2. The bill comes with elections around the corner: It also notes that Sri Lanka’s national elections are approaching and the bill will likely be presented to voters as a symbol of action being taken at a dire time, and for MPs to be seen voting along party lines.
3. What are the implications of possessing false information, and who will be held liable: The Centre questions what the consequences for possessing fake information would be: for example what about posts another party sends from a person’s phone? Who will be held liable for this – the originator, creator, or the platform itself? It questions if Sri Lanka is capable of forensically investigating online information that is not directly attributable.
When malicious maligning of individuals online, especially of girls and women, is currently badly handled and not adequately prosecuted, how will the authorities handle this?
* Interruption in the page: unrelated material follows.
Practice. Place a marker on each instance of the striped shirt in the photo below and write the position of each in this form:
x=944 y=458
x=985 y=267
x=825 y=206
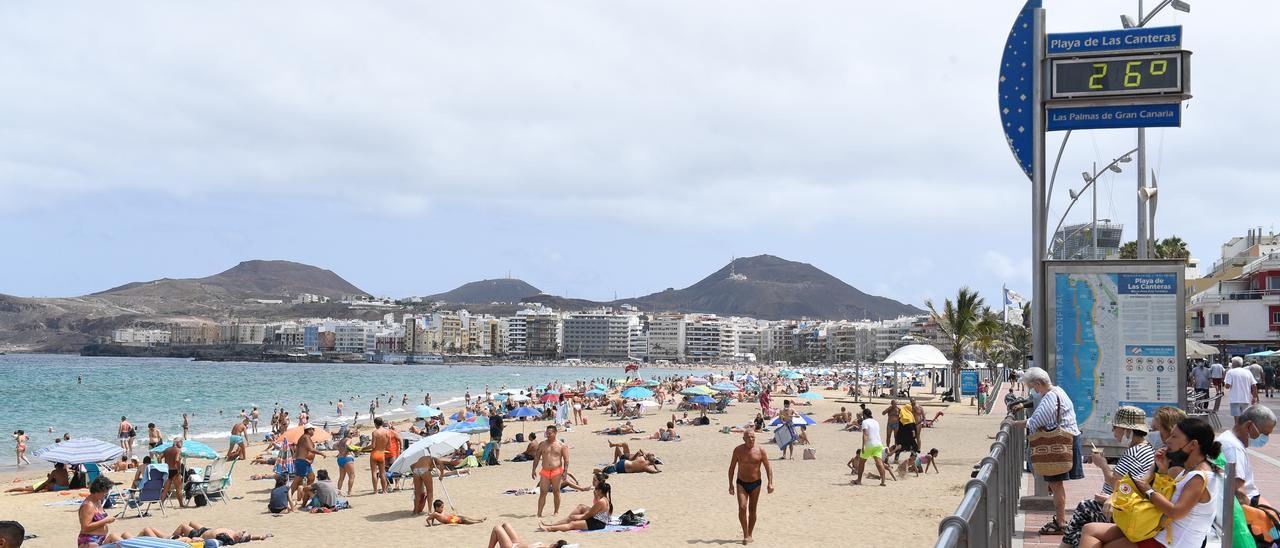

Proposed amendments to take action against people spreading fake news
Earlier this month, the Sri Lankan Cabinet approved a proposal to amend to the country’s Penal Code and Criminal Procedure Code to take action against people spreading fake news, including statements that impact national security and incite violence between communities. Under the proposal, those caught spreading fake news and hate speech on social media could face a five-year jail term and a fine of up to Sri Lankan Rs 10 lakh (about 4 lakh Indian rupees). The latest development comes a few days after the Oversight Committee on National Security had said it was considering new laws to regulate social media to control dissemination of information that can have a “harmful influence”.